Our clients say they were continually trying to explain to police they weren't part of a gang, they were just hanging out.

Complaints properly referred to the OPI and appeals directly to senior police did not change police behaviour. It was the work of the Flemington & Kensington Community Legal Centre, through the courts, that finally had a result. In February 2013, two weeks before the case was scheduled to begin in the federal court, they reached an out-of-court settlement with Victoria Police. The African-Australian males agreed not to go to trial, providing Victoria Police agreed to widespread institutional change. As part of the settlement, Victoria Police launched a three-year action plan to address community concerns about discriminatory policing.

The December 2013 report Promoting equality inVictoria Police engagement and enforcement outlined their response to the issue:

It is expected that police members make objective, evidenced-based decision-making in the field, and that this is clearly communicated to the individuals affected by these decisions.

We commit to reviewing our training and education to address unconscious bias and how it can impact police practices.

As part of these reforms, officers will receive clearer guidance on when they can legitimately stop people and definitions of what is meant by grounds of reasonable suspicion and high-crime locations. The force will revise its data collection so it can analyse disparities among the ethnicities of people being stopped. The force agreed to conduct a six-month trial of a receipting policy, where individuals stopped by police are given a written receipt outlining why they were stopped and by whom they were stopped.
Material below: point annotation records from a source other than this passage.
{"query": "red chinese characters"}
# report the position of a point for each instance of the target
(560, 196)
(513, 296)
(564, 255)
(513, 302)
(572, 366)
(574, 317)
Commander Sue Clark is responsible for a new division in the Victoria Police that has been established as part of police's response to the court case. It is called the Priority Communities Division. Clark is renowned for her work on cultural change both in her earlier stint at Victoria Police and then at the AFL, where she was responsible for reshaping the code's attitude to women, vilification and racism. The 20-odd staff members in the Priority Communities Division are tasked with managing reforms of the police force.

This is just one example of how a community legal centre can help change unjust behaviours through advocacy. The work of Flemington & Kensington Community Legal Centre since 2006 has helped a significant and growing community have their voice heard. The internal police processes failed at every step to address the problem internally. It was not until the Federal Court case, brought on by the community legal centre and lawyers, that the issue was properly addressed by police. Community legal centres have been undertaking advocacy since their inception. Their advocacy is a critical part of our vibrant democracy.

I condemn this mean-spirited government. Their attempts to silence community legal centres is in breach of federal legislation passed in 2013. I call on the government to repeal these clauses and let our community legal centres continue with their work unhindered. I call on the government to reverse their cruel cuts to community legal centre funding.